Since eMMC is likely dead (at least in part…there are non-rootfs partitions which must still work even if booting to SD card), here is what I’d suggest. Start with a fresh copy of L4T R21.4. Use sudo, unpack sample rootfs to the L4T install area for that. Run the apply_binaries.sh (again, use sudo). Now unpack the same sample rootfs on SD card (sudo), and run apply_binaries.sh (sudo) with the “-r ” option. Tell the flash program to flash to eMMC. Clone eMMC rootfs, edit extlinux.conf to point at SD card, and put the edited clone back on eMMC. Hopefully the “/boot” portion will make it to eMMC. If not, then you can try again to go straight to mmcblk1p1 instead of mmcblk0p1 (this will rely on other partitions still functioning).

Working on it, but so far the emmc seems dead.

Can you tell me where to get a cross toolchain for Fedora?

I use Linaro. For some versions you will need to build the entire chain from scratch, which is a very difficult job. For the most recent releases, pre-built binaries are available. You won’t find any pre-packaged rpm-based tools for Fedora. See:
[url]https://releases.linaro.org/components/toolchain/binaries/latest-5.2/[/url]

For the JTK1, native build is usually the easiest way to go…you know it’ll be compatible with the linker and libs on the JTK1. For cross-compile, you may need to build a 4.9 version of Linaro.

Great thanks. I installed several packages already such as arm-none-eabi-*. I wasn’t sure if those were what I need. If that’s wrong, I’ll try linaro, but I would still need to know which one (or more) to choose from.

In the meantime, I bought another TK1 to help with getting the broken one working. I’m in the process of copying the eMMC of the new one to an SD card to boot on the old one.

I have a question about what is on the new TK1: is that Ubuntu or L4T?

$ cat os-release
NAME=“Ubuntu”
VERSION=“14.04.1 LTS, Trusty Tahr”

$ cat nv_tegra_release

R21 (release), REVISION: 4.0, GCID: 5650832, BOARD: ardbeg, EABI: hard, DATE:5

Looks like Ubuntu, but I guess L4T is Ubuntu, also?

I want CUDA, I and assume that it’s not already installed. Can I install “CUDA 6.5 Toolkit for L4T Rel 21.4” on this OS, or is there a different cuda toolkit that I should install? Or, should I change the OS first?

Thanks

I found at Tegra/Downstream SW/Linux4Tegra - eLinux.org that it is l4t. Sorry for the unnecessary question.
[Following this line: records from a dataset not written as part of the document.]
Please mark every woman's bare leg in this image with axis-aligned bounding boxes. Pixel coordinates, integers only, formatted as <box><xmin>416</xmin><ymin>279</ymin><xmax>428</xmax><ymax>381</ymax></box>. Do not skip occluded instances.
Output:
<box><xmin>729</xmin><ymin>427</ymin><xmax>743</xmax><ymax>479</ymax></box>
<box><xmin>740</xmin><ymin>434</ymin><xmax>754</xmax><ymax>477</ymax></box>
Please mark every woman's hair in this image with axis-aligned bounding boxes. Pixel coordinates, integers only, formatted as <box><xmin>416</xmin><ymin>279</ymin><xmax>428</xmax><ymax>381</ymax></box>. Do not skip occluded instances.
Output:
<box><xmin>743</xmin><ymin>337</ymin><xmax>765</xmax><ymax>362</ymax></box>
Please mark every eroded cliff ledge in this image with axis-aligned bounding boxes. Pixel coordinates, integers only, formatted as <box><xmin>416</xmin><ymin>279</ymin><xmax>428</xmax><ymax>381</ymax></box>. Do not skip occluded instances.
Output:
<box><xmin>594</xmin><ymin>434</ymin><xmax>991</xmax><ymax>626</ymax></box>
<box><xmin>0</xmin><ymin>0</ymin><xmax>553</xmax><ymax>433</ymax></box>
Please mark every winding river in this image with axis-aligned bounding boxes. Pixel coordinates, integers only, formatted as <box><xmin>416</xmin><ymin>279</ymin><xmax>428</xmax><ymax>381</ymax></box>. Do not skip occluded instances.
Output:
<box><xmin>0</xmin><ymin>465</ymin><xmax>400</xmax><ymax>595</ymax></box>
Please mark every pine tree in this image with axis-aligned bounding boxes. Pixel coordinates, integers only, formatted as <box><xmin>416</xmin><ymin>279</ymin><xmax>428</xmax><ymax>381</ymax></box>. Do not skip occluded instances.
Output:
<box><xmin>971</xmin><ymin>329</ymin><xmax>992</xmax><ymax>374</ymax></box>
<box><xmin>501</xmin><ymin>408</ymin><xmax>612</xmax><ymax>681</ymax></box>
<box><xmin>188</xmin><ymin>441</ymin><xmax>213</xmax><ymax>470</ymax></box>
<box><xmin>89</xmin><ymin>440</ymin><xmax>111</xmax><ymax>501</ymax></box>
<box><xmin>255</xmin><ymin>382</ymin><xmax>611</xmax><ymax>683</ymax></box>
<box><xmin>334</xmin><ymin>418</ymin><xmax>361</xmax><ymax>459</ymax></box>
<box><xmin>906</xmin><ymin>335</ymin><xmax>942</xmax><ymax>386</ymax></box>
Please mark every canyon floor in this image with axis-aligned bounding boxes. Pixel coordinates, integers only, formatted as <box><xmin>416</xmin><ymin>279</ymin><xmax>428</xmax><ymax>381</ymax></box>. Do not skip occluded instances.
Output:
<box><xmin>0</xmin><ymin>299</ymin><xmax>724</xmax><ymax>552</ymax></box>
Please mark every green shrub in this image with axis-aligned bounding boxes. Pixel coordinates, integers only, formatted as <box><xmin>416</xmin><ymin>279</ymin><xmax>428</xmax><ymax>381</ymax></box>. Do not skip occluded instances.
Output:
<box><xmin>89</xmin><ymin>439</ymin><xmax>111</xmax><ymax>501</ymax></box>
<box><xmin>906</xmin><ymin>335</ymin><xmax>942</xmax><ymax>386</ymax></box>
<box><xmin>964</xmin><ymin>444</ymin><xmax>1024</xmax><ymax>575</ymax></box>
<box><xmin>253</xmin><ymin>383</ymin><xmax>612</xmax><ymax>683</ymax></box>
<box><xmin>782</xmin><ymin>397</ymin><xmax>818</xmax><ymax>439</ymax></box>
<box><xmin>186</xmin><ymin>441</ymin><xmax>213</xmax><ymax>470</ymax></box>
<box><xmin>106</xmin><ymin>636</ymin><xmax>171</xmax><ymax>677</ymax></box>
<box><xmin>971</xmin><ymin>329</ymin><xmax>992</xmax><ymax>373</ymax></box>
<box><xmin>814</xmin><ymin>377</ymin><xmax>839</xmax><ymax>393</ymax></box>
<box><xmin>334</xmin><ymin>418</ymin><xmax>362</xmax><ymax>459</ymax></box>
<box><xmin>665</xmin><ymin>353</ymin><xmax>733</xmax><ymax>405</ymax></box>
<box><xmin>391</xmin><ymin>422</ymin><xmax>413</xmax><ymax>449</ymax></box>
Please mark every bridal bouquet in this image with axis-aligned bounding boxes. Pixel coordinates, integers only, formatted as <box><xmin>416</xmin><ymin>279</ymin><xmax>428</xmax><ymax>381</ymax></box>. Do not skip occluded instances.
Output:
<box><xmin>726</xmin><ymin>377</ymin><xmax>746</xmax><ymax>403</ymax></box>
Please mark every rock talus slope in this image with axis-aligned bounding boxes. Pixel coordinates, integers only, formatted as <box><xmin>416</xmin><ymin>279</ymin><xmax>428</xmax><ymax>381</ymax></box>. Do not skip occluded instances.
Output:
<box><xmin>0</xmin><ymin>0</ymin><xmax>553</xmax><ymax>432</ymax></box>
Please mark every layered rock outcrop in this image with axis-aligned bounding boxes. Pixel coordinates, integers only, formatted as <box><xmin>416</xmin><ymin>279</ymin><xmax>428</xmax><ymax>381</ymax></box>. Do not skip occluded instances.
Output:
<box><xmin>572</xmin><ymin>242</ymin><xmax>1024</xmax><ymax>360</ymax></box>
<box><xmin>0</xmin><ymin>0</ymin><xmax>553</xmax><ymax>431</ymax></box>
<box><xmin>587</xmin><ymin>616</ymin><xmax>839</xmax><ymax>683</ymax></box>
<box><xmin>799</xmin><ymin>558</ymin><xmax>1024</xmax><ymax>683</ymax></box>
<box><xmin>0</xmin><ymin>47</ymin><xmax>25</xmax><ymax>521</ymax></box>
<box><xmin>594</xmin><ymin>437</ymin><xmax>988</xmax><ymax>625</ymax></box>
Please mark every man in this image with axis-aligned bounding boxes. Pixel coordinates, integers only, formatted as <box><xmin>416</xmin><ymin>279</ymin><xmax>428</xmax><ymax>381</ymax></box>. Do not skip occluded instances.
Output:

My copy of the new board’s eMMC boots from SD card on the other board, but only if I remove boot args. I must be using the wrong u-boot. I’ll try rebuilding it.

I’m currently installing CUDA on both boards. Thanks for all the help.

arm-none-eabi is for bare metal, with no hardware floating point. This works for building boot loaders, and in sometimes kernels. This would be incompatible with user space apps. For both kernels and user space I use arm-linux-eabihf (which will probably have “gnu” in the name, depending on file packaging). “linux” implies a linux environment (instead of bare metal), the “hf” implies hard float convention (which all of the modern Linux systems use). The eabi is just the GNU E ABI calling convention.

L4T is Ubuntu, except that some direct hardware access files are added. L4T sample rootfs is pure Ubuntu, the apply_binaries.sh script places direct hardware access files over the top of this. System administration is still Ubuntu, as well as configuration (other than perhaps some nVidia tools).

Those direct hardware access files make it possible to install CUDA (on JTK1 version 6.5 is the most recent version supported for 32-bit). Basically you can take a JTK1 which freshly arrives with Ubuntu, and turn it into L4T by running the script in the NVIDIA-INSTALLER directory; this is directly equivalent to flashing with the sample rootfs after the apply_binaries.sh script places those same files on the sample rootfs. CUDA can be installed after this…typically you install the repository file and then just use apt-get to install the rest of CUDA.

~/NVIDIA_CUDA-6.5_Samples/1_Utilities/deviceQuery$ ./deviceQuery
./deviceQuery Starting…

CUDA Device Query (Runtime API) version (CUDART static linking)

cudaGetDeviceCount returned 38
→ no CUDA-capable device is detected
Result = FAIL

It works ok as root or with sudo. Would you please tell me what I need to change to use CUDA as a non-root user?